Por que escrevo?
Escrevo para não morrer.

(José Saramago)

sexta-feira, 26 de outubro de 2012

MEMÓRIAS DA FLOR DE UM MENDIGO


 Acordei várias vezes somente com a folha branca em baixo de meu travesseiro. E nos sonhos de poeta, encontrei-me com um ser vestido de todas as dores do mundo. Ele carregava a garrafa de vinho seco na mesa.

Não tive nenhuma compaixão por suas dores porque assemelho ao teu olhar cheio de ocultismo dissimulado que vai se transformando em poesia fecundada.

Senti-me obrigada a pegar o papel rasgado como o véu sagrado e escondi-o no rosto da multidão das palavras. Elas subiram no palco da minha escravidão de maldita e forçaram-me a embriagar de versos e vomitar o gosto do vinho. Por isso, sou tal como o mendigo que me presenteou com a flor vermelha.
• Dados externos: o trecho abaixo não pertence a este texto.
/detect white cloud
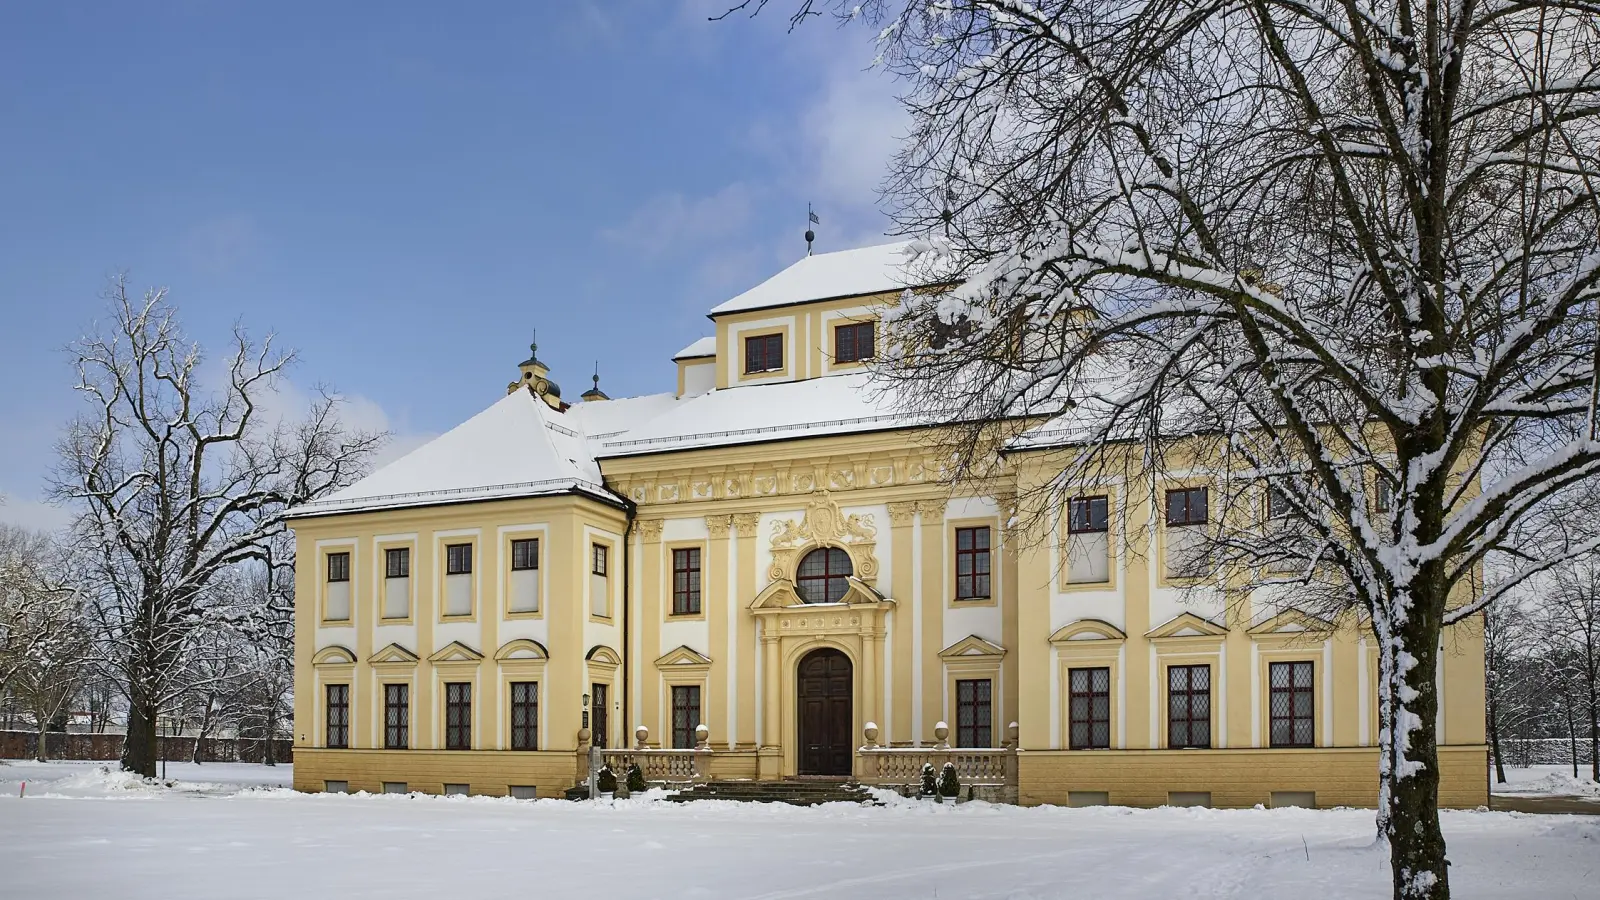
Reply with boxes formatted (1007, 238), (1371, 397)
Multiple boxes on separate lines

Tomei a garrafa do mendigo e comecei a beber as palavras, no instante em que subia no palco de minha escravidão. Elas, aos poucos, vão tirando o véu transparente de meu corpo que, antes era sagrado, e agora parece um Eros retorcido. E a minha fraqueza humana não consegue sequer escrever um poema que o mendigo trouxe na ponta de meu lápis.

No entanto, aos goles e soluços, o mendigo implora por um pedaço de palavra que espera ser poesia. Mas a poesia, essa fera que me doma, soterra minha existência sem razão. Zomba de minha existência moribunda e inútil toda vez que eu quero ser poeta.

Como não tenho saída, entrego-me no barro na busca de que Deus refaça meu ser no entulho e modele minha alma para ser canção. Pressinto o cheiro do mendigo que vai se mesclando a minha alma sangrando. Ele fica mudo, inerte e não se move. De repente, ele abre o roupão e começa a distribuir a poesia de seu corpo. Uma poesia que não oculta e nem dissimula, não aquece e nem ilumina meu pranto.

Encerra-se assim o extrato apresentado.